In photography the term exposure can be used for many things: it's used to refer to the settings used to create a given image, the act of creating a photo, and the actual photograph itself. These all originate from how the photograph is made, but there is another use for the term: the brightness of the resulting image.
Every choice you make while setting up your photograph impacts the exposure of your photograph. It's a little more complex than simply brightening or darkening a photograph though, because each distinct level of light is affected differently as the exposure is adjusted. If a photograph is overly bright or dark it is considered to be incorrectly exposed, but that doesn't necessarily mean it's a bad photograph. There is much more to the pursuit of a great photograph than making a technically correct exposure.
Throughout the years there have been many methods created to find an "ideal" photograph: from light meters and their exposure charts, to the zone system used by artists like Ansel Adams. What these aim to do is create an image in which the whites are white, blacks are black, and you retain as much detail as possible.
These formulas can be masterfully used if you know what you are doing, but the perfect exposure they create is not always the *best* exposure for your photograph. In reality the best exposure is the one that creates the image you envisioned, whatever that may be.
Exposure and Art
Today, photography is often seen as a very technical and scientific process. Images have to be perfectly sharp, and retain all of the detail in highlights and shadows. While it is good to strive for technically strong photographs, this pursuit can lead to the loss of art in photography.
Deviating from the technically ideal allows you to create unique and interesting photographs that can have a greater impact than a perfectly exposed image.

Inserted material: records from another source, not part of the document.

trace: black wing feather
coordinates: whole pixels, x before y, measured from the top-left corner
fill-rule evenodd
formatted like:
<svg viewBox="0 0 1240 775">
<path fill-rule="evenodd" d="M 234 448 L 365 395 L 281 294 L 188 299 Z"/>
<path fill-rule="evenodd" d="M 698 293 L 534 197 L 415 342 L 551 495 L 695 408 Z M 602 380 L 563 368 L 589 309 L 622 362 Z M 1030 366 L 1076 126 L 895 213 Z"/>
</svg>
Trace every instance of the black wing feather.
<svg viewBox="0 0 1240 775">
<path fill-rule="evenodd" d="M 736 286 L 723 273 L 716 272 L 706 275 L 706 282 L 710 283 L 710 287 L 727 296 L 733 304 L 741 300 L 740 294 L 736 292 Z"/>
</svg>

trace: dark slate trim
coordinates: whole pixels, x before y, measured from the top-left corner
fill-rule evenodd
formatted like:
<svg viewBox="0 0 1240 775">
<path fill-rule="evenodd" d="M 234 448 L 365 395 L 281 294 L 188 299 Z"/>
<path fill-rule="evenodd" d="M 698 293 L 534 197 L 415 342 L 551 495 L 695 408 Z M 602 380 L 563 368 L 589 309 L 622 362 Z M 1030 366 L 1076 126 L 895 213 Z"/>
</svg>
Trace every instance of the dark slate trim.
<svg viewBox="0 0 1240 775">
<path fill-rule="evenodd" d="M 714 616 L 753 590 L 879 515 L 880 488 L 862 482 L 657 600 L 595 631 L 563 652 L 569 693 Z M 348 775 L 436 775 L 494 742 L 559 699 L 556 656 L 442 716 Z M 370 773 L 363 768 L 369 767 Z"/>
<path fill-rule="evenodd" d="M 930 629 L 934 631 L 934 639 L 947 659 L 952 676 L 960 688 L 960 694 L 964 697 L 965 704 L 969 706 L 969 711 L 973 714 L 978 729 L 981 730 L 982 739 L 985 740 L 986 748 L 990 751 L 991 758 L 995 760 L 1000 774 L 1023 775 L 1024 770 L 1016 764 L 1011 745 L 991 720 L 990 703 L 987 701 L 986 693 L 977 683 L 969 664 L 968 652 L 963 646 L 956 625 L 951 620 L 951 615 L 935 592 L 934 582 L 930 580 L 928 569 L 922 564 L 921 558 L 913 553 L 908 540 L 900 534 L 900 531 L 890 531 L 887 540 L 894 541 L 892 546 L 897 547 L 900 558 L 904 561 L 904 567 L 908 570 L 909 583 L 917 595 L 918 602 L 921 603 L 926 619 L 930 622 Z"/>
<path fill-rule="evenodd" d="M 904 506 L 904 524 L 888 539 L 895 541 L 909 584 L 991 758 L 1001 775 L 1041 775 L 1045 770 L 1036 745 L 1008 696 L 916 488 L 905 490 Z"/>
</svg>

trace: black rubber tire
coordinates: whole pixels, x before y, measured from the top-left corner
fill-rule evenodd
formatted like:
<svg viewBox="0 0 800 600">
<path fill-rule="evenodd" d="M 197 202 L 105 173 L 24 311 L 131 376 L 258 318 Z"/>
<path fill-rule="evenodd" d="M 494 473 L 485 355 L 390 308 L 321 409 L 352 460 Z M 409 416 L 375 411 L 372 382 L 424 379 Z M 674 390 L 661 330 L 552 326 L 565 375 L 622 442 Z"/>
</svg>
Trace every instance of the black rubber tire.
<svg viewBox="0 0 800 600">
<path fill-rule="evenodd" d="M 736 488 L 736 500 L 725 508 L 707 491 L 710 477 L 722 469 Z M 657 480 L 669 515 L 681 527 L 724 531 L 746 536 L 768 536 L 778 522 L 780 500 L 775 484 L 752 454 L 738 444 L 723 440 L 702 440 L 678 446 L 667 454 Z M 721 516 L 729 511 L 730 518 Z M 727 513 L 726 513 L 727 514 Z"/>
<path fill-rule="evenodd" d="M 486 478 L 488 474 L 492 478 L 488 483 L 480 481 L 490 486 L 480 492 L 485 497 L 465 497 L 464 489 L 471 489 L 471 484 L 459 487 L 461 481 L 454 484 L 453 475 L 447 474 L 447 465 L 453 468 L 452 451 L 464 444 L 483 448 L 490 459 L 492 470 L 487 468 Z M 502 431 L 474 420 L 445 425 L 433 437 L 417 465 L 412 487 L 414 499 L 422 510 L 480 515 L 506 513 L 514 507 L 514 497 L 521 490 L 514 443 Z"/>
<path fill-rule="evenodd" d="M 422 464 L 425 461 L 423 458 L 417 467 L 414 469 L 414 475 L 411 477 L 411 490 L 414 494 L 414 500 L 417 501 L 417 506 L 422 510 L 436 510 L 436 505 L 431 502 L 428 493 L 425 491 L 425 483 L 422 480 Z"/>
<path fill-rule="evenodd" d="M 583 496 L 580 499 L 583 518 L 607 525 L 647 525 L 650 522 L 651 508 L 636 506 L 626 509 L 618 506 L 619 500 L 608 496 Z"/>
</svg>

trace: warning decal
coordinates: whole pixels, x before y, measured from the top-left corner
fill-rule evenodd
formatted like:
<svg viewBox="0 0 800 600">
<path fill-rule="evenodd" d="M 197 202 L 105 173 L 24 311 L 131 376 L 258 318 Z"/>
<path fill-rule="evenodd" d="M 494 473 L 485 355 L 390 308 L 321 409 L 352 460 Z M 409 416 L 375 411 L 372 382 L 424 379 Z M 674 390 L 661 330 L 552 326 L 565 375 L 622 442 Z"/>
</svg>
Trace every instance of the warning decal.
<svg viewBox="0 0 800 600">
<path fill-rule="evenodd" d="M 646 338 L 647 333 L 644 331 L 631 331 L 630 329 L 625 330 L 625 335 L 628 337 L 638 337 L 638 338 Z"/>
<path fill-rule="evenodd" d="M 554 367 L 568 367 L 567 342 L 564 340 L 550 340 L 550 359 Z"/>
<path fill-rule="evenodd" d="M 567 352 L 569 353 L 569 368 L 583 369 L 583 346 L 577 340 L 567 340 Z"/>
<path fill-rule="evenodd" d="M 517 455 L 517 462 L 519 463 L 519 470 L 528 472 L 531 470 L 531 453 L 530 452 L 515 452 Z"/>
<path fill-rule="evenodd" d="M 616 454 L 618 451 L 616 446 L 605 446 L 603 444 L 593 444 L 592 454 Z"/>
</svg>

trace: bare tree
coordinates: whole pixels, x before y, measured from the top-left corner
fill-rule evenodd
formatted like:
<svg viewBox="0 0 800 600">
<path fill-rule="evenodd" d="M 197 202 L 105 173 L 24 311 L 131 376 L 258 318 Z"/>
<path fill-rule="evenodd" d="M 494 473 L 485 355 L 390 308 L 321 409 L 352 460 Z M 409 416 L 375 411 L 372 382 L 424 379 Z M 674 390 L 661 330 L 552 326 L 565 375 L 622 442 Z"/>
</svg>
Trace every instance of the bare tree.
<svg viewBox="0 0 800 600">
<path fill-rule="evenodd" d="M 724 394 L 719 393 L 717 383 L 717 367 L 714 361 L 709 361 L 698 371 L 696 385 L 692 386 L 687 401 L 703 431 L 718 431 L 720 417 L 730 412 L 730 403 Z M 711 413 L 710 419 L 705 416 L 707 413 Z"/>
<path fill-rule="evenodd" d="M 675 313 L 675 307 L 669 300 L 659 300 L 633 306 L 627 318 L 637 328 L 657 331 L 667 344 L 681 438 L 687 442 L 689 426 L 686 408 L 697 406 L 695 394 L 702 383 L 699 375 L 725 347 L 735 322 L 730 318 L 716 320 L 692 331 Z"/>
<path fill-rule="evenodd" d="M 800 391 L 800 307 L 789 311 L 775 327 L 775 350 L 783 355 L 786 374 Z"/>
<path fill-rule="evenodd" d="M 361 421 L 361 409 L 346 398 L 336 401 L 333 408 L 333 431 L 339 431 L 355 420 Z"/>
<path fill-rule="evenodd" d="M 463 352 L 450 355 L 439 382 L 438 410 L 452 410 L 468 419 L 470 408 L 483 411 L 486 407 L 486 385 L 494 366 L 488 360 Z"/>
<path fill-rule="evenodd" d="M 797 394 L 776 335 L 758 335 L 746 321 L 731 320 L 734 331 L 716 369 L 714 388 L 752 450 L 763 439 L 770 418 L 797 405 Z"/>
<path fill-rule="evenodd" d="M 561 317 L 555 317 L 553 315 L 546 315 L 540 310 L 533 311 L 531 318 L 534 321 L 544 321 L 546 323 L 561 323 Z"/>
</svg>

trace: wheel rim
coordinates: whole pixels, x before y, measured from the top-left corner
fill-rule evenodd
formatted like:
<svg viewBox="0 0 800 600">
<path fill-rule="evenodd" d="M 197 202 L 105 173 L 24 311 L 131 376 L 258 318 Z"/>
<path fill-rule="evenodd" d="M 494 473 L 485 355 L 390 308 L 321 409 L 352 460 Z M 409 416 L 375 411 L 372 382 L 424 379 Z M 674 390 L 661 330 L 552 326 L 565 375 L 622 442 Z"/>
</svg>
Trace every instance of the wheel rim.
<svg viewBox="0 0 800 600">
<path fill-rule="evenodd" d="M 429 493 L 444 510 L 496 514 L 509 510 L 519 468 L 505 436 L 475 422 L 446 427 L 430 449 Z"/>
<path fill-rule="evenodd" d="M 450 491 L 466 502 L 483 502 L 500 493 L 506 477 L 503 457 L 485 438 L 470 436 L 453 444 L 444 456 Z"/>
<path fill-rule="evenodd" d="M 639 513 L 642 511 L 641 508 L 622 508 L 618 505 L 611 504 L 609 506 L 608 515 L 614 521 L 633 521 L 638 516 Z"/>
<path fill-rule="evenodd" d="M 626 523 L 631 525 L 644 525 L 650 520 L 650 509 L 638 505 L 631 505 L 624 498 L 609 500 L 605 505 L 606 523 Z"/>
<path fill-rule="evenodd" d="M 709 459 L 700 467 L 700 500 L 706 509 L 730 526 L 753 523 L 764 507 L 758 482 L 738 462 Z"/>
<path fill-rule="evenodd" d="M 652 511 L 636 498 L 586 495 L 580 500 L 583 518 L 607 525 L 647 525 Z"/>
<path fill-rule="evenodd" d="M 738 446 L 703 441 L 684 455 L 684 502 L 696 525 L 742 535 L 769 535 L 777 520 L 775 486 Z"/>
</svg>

An underexposed photo can better convey the feeling of an impending storm, even if shadow detail is lost. In the same way, an overexposed image may help you convey the etherial nature of mist in the mountains.
In the end, you need to choose an exposure that best captures your artistic vision, regardless of how "technically correct" it may or may not be.
Choosing Your Exposure
So now you have an idea how exposure can be used artistically, how do you actually decide what type of exposure will be best for your photograph?
The best way to do this, in my opinion, is to listen to your instincts. When you know what the desired mood of your photograph is, whether you are creating one or you are trying to capture the current ambiance, consider how this mood makes you feel. Does it bring to mind images of lightness, liveliness, ephemerality, darkness, etc.
Paying attention to these feelings will give you an idea of the overall atmosphere you want to create. Use this to decide whether your best photograph would use a perfect exposure, or if over or under exposing will create a more impactful image.
Exposure is a key part of photography: not only in how it's made, but also for creating the mood of a photo. The idea of an ideal exposure is flawed because the best exposure is the one that creates the photograph you envision. Striving for technically great images is not wrong, but we must be sure to listen to our instincts while creating. We must never lose sight of photography for what it is: an art.